Andorra'da soğuk havayı yüzlerce kilometre mesafeden gelmiş bine yakın Türk'ün tezahüratları ısıttı. Formaliteye dönen maçta bu ilgi ve desteğin en büyük nedeni Şenol Güneş'in önderliğindeki Milli Takım'ın yeniden insanımızın ortak sevgi ve başarı dili haline gelmesi. Bu tabloya bakıp EURO 2020'de Türkler'in şampiyonaya nasıl bir renk katacağını tahmin etmek zor değil. Romanya'da ay sonu çekilecek kurada C Grubu (Amsterdam- Bükreş) veya F Grubu'dan (Münih-Budapeşte) birine düşmemiz halinde her maçın İstanbul havası yaşayacağı kesin...

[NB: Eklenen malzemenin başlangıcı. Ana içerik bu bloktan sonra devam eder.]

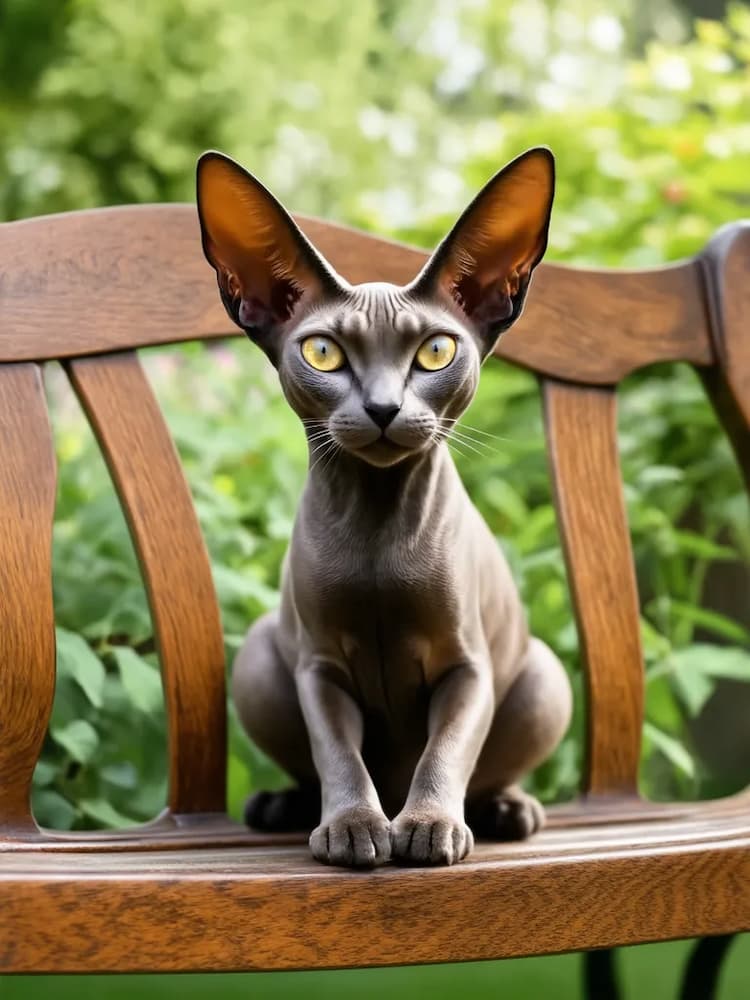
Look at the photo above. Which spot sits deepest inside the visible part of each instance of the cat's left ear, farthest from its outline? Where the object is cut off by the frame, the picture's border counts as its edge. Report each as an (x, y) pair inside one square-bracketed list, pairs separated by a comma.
[(265, 266), (485, 263)]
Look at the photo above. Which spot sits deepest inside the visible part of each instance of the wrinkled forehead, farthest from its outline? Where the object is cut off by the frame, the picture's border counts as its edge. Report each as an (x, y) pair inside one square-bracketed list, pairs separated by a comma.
[(377, 311)]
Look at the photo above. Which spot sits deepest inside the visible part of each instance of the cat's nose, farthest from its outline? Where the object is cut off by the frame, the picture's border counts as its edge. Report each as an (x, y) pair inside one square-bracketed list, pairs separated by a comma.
[(381, 413)]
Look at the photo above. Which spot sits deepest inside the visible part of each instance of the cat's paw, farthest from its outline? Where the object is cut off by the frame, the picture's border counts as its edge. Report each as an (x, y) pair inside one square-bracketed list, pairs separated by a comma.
[(353, 838), (288, 811), (430, 838), (510, 815)]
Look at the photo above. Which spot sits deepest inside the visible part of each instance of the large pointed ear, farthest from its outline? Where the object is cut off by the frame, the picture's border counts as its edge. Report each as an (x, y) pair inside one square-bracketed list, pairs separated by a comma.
[(265, 266), (485, 263)]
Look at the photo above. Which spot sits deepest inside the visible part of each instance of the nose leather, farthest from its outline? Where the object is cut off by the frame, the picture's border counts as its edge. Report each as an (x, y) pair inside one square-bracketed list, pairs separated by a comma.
[(381, 413)]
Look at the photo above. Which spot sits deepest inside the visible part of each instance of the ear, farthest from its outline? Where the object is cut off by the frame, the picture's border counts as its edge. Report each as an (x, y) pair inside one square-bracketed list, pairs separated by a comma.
[(264, 265), (485, 263)]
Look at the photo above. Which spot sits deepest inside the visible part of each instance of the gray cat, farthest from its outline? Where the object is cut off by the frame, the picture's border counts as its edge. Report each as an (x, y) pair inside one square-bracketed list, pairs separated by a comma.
[(397, 678)]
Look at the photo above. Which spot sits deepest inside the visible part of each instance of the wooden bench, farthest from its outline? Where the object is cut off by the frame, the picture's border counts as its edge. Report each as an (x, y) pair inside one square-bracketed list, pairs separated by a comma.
[(194, 891)]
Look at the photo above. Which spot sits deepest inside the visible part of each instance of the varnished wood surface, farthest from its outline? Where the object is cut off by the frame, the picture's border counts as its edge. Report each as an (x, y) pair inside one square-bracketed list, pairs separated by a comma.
[(275, 908), (726, 268), (156, 501), (27, 637), (582, 440), (119, 278)]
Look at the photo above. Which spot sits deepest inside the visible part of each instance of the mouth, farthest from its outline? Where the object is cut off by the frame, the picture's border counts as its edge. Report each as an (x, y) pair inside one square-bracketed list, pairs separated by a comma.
[(383, 452)]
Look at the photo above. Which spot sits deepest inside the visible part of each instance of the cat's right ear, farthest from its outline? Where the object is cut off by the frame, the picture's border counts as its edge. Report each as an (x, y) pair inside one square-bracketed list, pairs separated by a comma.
[(266, 268)]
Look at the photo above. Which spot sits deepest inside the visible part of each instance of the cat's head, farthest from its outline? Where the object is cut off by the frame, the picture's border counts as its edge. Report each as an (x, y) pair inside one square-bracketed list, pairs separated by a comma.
[(381, 370)]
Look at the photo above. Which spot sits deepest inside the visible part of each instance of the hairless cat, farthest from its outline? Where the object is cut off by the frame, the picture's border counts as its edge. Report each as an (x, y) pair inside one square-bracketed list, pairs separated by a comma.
[(397, 683)]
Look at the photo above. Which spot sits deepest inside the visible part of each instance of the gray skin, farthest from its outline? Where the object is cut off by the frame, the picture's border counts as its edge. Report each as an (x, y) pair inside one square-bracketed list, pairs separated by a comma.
[(397, 683)]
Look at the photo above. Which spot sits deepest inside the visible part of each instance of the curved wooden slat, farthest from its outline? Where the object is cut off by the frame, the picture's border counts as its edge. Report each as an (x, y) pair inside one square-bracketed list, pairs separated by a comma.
[(146, 471), (582, 441), (276, 908), (27, 624), (726, 264), (120, 278)]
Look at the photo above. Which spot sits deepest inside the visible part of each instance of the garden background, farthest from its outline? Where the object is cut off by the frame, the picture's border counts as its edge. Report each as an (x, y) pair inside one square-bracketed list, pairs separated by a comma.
[(389, 115)]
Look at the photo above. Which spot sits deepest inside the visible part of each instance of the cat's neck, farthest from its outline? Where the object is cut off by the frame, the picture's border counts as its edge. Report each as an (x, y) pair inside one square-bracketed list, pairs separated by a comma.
[(348, 487)]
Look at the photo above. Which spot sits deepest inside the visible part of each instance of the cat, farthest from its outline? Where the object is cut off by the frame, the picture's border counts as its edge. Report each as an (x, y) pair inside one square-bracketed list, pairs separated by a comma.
[(397, 683)]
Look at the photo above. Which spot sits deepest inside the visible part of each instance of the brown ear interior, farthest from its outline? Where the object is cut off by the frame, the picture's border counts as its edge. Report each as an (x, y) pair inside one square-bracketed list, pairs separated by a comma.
[(258, 252), (503, 234)]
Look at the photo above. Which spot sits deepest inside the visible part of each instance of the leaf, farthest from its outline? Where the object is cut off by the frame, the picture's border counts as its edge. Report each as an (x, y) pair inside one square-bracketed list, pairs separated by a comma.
[(504, 499), (103, 813), (711, 620), (79, 738), (140, 680), (76, 659), (52, 810), (713, 661), (694, 688), (672, 749), (692, 544), (44, 773)]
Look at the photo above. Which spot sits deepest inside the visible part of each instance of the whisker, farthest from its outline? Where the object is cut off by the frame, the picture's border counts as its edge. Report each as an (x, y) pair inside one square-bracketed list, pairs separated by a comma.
[(333, 456), (487, 448), (321, 445), (477, 430), (331, 447), (465, 444)]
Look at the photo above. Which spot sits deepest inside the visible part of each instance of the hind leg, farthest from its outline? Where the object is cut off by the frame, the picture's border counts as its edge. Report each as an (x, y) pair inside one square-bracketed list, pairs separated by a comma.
[(527, 727), (265, 696)]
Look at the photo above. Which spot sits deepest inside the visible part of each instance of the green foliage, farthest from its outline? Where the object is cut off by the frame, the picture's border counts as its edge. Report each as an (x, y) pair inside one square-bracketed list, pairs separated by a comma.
[(387, 115)]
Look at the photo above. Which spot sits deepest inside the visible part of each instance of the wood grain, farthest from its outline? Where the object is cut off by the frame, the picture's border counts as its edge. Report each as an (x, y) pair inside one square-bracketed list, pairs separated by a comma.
[(582, 440), (136, 444), (277, 909), (27, 636), (726, 269), (119, 278)]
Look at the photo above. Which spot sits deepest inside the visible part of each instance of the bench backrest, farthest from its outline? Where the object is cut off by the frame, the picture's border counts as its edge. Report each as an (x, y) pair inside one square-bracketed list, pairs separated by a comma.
[(91, 288)]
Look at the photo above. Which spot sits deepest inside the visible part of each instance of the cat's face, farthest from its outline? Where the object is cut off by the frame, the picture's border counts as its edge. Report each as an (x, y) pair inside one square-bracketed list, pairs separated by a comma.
[(380, 371)]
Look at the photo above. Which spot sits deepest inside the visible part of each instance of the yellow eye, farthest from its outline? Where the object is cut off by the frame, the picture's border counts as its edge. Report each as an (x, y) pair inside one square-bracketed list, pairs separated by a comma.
[(323, 353), (437, 352)]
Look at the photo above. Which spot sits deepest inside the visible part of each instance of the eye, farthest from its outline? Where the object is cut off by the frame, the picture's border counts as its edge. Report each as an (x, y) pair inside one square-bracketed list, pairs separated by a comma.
[(436, 352), (323, 354)]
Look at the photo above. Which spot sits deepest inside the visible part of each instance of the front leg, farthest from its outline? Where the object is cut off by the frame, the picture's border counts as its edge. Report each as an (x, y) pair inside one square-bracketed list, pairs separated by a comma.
[(354, 830), (430, 829)]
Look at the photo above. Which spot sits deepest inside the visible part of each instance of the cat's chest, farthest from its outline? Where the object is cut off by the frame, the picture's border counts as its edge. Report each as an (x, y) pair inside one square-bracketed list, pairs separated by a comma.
[(390, 606)]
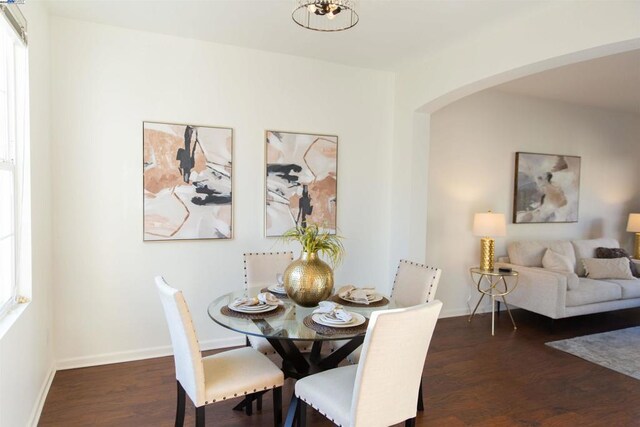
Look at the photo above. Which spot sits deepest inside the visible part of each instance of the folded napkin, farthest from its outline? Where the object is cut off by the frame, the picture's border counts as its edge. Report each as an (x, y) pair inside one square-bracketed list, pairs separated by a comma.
[(269, 298), (262, 298), (358, 295), (333, 311)]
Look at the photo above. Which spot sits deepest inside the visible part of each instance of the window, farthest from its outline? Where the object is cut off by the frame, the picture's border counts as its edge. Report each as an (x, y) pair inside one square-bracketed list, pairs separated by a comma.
[(14, 166)]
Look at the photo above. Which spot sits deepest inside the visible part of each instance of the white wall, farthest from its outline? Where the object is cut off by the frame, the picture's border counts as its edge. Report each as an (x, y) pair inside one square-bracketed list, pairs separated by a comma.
[(26, 351), (561, 33), (471, 169), (107, 81)]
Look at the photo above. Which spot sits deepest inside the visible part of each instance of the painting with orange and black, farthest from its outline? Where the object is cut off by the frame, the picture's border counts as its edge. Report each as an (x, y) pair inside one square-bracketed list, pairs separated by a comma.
[(547, 188), (187, 182), (301, 181)]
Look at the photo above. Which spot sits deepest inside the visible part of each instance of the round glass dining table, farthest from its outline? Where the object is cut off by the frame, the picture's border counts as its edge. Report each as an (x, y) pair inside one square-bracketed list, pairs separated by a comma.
[(287, 326)]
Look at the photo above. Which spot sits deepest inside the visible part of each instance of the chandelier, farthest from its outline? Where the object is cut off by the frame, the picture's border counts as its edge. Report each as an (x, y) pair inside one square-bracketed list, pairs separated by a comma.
[(325, 15)]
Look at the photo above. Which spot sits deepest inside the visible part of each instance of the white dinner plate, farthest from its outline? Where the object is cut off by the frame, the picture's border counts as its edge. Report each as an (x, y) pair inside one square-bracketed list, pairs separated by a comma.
[(358, 319), (277, 290), (261, 308), (371, 298)]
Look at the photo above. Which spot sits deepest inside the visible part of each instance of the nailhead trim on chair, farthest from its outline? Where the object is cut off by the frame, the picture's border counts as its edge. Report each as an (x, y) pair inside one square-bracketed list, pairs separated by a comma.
[(434, 269), (322, 413), (266, 353), (255, 390)]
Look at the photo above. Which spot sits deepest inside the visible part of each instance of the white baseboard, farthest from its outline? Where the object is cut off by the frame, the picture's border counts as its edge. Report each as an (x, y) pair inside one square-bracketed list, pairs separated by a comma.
[(42, 397), (141, 354)]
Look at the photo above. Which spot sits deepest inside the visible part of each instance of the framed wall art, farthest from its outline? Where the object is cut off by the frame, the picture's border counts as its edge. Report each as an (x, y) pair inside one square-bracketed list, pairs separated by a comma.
[(547, 188), (187, 182), (301, 181)]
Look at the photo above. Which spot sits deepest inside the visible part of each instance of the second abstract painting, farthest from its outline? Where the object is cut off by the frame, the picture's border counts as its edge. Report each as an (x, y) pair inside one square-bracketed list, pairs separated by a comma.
[(301, 181), (187, 182)]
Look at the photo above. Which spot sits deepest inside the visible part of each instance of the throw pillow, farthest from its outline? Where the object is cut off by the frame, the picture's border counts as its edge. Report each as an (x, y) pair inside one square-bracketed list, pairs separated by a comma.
[(557, 262), (607, 253), (614, 268)]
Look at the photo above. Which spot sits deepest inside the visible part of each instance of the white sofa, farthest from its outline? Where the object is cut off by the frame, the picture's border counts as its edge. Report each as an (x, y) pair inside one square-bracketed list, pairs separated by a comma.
[(558, 295)]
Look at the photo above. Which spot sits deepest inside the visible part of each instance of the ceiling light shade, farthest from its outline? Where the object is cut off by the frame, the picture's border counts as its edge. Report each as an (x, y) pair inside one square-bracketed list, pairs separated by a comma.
[(325, 15)]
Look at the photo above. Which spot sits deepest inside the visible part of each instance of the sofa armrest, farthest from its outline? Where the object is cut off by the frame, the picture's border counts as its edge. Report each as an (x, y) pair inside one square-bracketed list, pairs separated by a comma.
[(539, 290)]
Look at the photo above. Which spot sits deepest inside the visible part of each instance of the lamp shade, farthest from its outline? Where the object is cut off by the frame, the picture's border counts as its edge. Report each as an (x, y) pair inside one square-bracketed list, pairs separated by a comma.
[(489, 224), (633, 225)]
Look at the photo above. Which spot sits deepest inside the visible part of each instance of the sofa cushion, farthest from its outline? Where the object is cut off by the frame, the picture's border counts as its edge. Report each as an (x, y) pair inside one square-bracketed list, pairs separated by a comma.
[(591, 291), (614, 268), (530, 253), (630, 288), (587, 249), (618, 253), (557, 262)]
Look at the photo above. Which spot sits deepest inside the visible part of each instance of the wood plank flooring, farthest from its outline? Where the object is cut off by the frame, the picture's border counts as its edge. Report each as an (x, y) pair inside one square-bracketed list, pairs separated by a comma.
[(470, 377)]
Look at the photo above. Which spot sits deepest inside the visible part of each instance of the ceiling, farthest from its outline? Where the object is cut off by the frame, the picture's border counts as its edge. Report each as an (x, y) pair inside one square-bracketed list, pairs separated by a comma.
[(390, 32), (612, 82)]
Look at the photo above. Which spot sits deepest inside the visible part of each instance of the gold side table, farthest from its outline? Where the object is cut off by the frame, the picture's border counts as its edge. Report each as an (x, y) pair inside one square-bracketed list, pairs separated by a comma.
[(494, 284)]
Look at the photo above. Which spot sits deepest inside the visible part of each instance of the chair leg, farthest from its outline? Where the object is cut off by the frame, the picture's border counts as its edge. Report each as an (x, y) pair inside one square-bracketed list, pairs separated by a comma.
[(277, 407), (302, 414), (292, 413), (180, 405), (248, 404), (259, 403), (200, 416)]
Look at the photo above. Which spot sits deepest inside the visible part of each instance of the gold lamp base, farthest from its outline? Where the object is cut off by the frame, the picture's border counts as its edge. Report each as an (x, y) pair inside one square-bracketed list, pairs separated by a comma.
[(487, 253)]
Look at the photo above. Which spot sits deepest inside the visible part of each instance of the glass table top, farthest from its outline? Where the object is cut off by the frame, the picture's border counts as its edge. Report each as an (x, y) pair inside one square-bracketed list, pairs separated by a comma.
[(286, 325)]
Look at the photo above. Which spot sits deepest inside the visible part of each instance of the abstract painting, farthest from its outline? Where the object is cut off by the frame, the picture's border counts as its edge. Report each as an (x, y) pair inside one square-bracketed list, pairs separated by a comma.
[(301, 181), (547, 188), (187, 182)]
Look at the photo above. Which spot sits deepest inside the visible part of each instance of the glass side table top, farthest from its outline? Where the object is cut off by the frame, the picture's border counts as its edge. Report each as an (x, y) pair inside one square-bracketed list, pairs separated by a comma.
[(494, 272), (288, 325)]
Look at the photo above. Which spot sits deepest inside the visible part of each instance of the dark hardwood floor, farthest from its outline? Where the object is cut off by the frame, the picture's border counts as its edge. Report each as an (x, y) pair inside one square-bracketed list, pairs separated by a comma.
[(470, 378)]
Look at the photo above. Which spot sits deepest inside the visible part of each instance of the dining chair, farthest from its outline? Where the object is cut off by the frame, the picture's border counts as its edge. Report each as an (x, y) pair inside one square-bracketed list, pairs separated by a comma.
[(260, 269), (215, 378), (414, 284), (383, 388)]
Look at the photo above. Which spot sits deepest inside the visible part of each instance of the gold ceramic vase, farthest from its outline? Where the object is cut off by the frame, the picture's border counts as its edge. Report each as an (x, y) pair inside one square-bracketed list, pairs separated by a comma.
[(308, 280)]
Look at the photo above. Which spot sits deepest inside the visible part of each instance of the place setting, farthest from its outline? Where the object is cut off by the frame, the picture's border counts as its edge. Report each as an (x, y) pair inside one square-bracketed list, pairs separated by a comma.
[(352, 296), (332, 318), (265, 304)]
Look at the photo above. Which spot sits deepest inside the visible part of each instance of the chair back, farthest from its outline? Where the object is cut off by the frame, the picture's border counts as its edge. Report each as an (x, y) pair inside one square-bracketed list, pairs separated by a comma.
[(415, 283), (391, 364), (186, 350), (260, 269)]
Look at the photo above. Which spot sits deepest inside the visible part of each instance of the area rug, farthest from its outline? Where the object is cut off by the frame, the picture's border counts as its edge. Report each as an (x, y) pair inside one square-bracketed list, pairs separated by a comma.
[(618, 350)]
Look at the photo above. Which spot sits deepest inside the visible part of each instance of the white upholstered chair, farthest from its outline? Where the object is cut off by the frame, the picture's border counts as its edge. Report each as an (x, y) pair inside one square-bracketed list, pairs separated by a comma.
[(414, 284), (383, 388), (222, 376), (260, 269)]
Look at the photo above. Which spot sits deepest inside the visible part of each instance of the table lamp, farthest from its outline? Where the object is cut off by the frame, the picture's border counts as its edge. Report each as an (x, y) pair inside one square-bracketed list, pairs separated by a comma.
[(633, 226), (488, 225)]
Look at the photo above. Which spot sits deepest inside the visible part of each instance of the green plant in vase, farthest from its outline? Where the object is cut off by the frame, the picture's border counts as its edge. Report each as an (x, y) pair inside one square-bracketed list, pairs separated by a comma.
[(309, 279)]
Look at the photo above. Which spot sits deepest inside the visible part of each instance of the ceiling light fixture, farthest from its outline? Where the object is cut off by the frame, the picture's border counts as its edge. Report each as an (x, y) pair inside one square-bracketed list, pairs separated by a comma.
[(325, 15)]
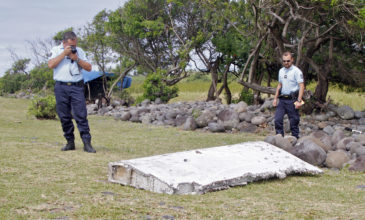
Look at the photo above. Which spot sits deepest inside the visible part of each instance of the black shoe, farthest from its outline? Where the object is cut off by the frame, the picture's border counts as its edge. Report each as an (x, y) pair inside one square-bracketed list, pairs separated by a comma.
[(88, 147), (69, 146)]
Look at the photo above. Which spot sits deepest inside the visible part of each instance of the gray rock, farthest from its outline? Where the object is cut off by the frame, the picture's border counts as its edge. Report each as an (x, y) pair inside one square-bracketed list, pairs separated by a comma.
[(359, 114), (115, 103), (329, 130), (270, 140), (171, 114), (125, 116), (170, 122), (91, 109), (229, 118), (135, 118), (216, 127), (240, 107), (342, 144), (331, 114), (282, 143), (359, 151), (345, 112), (246, 116), (336, 159), (158, 101), (321, 125), (337, 136), (324, 139), (258, 120), (359, 164), (190, 124), (267, 105), (146, 119), (310, 152), (180, 119), (353, 146), (293, 140), (321, 117), (362, 121), (360, 138), (145, 102), (116, 116), (246, 127), (205, 117)]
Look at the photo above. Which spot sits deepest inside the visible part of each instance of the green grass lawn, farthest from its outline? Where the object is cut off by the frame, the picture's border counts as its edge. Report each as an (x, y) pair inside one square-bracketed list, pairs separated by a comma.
[(198, 90), (38, 181)]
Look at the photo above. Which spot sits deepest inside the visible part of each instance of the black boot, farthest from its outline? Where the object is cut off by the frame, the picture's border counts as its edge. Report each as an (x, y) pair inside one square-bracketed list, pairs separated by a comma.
[(69, 146), (88, 147)]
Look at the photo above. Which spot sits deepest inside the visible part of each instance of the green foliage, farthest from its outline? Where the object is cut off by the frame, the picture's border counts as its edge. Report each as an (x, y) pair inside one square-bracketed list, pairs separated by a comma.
[(11, 83), (154, 88), (246, 96), (41, 77), (125, 96), (59, 35), (43, 108)]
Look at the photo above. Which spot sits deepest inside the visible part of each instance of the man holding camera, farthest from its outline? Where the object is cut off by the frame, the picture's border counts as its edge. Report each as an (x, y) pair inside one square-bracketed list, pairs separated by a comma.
[(290, 92), (67, 61)]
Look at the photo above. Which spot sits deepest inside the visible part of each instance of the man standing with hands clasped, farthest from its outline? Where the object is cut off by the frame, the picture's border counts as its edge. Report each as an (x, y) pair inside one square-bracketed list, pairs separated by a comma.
[(289, 92), (67, 61)]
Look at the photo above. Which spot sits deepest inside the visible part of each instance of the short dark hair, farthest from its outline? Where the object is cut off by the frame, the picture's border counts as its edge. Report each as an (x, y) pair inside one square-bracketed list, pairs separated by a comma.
[(287, 53), (69, 35)]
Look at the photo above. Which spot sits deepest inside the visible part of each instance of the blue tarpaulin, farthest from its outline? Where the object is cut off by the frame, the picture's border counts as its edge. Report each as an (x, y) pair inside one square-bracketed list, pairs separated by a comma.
[(89, 76)]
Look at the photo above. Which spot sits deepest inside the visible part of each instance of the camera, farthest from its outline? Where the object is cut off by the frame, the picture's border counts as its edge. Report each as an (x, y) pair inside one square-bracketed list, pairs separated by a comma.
[(73, 49)]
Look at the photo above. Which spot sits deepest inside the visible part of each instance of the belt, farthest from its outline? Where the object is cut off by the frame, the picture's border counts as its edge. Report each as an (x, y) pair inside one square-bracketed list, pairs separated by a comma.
[(285, 97), (79, 83)]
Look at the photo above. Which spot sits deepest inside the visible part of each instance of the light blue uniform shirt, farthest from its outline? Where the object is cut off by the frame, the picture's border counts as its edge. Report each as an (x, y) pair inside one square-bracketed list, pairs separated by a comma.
[(67, 71), (290, 79)]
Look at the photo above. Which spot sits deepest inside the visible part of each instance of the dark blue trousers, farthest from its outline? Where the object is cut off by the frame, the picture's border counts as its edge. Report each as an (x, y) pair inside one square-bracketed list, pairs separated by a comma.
[(70, 103), (286, 106)]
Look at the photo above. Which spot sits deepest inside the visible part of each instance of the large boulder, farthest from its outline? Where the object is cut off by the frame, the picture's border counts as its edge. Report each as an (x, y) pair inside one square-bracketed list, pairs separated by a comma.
[(360, 138), (205, 118), (283, 143), (310, 152), (360, 151), (343, 143), (258, 120), (190, 124), (337, 136), (216, 127), (247, 127), (229, 118), (353, 146), (125, 116), (246, 116), (345, 112), (240, 107), (359, 164), (336, 159), (324, 138)]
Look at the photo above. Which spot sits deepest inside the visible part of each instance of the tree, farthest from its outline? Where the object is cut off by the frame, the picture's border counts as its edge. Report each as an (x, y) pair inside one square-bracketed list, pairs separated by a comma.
[(142, 31), (313, 30)]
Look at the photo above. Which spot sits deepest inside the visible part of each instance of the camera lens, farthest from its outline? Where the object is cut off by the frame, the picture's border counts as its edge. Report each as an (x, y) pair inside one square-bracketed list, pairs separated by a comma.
[(73, 49)]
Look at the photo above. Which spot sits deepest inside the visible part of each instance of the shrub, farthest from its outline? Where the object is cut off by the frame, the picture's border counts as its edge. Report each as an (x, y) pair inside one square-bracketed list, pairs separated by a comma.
[(154, 88), (43, 108)]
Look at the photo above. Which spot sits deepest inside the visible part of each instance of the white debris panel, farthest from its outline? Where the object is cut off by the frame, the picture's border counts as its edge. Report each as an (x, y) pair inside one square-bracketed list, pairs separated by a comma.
[(209, 169)]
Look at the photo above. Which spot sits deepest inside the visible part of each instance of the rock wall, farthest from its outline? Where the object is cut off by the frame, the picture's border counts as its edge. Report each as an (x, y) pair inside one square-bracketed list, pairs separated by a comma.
[(334, 138)]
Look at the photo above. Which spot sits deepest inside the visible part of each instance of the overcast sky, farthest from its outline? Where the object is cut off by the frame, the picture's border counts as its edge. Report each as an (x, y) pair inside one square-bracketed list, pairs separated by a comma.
[(22, 20)]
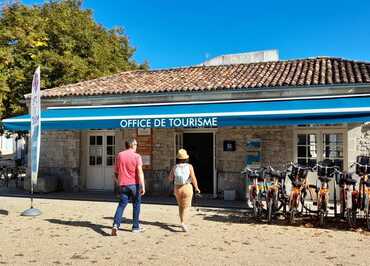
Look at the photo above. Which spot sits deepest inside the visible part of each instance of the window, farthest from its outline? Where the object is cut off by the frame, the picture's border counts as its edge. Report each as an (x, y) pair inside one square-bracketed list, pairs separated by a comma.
[(96, 150), (111, 151), (307, 149), (315, 145), (333, 148)]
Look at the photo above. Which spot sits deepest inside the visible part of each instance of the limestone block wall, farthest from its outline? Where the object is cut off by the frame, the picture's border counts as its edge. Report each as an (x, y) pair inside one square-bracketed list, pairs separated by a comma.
[(358, 141), (60, 157), (277, 149)]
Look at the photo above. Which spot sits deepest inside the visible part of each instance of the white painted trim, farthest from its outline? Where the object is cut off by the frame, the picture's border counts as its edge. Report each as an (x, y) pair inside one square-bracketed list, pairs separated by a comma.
[(221, 114), (213, 132), (319, 131), (207, 102)]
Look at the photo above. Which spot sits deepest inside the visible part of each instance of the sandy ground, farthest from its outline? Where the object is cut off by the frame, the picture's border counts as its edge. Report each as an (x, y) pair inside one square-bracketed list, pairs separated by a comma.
[(77, 233)]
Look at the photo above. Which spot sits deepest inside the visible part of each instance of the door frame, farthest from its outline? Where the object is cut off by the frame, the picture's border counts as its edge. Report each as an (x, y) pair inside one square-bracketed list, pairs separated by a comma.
[(213, 132), (87, 158)]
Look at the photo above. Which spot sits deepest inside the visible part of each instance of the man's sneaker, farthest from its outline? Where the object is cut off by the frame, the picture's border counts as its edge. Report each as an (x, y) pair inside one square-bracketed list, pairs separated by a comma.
[(185, 228), (138, 230), (114, 231)]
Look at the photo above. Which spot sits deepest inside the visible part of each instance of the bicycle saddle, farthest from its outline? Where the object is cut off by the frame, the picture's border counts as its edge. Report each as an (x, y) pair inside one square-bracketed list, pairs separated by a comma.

Şenol Güneş dün Hakan, Merih ve Ozan Tufan hariç rotasyon yaptı. Çok da isabetli oldu. Sentetik zemin, buz gibi havada her türlü sertliğe başvuran Andorra'yı görünce "iyi ki bu işi İstanbul'da halletmişiz" demekten kendimi alamadım. Yüzde 75 topla oynama oranına ulaştığımız ilk yarıda ev sahibi ekibin oyun bozmak ve tekme atmak dışında futbol adına ürettiği bir değer göremedik. Enes'in biri penaltıdan attığı 2 gol milli takımı rahatlattı. Ozan ve Kaan'ın orta sahadaki dinamik oyunu dikkat çekiciydi. Hakan'ın liderliği kıymetliydi. Milli olan Ahmet Kutucu dahil bütün oyuncularımız elinden gelen mücadeleyi gösterdi. Bu sentetik zemine ve rakibe sağlam direnç gösterdiler.
Şenol Güneş'in oyun 2-0, dakika 44 iken saha kenarındaki uyarılarını ve adeta çırpınışlarını görünce "Bu aşk ve bu heyacan bitmez" dedim.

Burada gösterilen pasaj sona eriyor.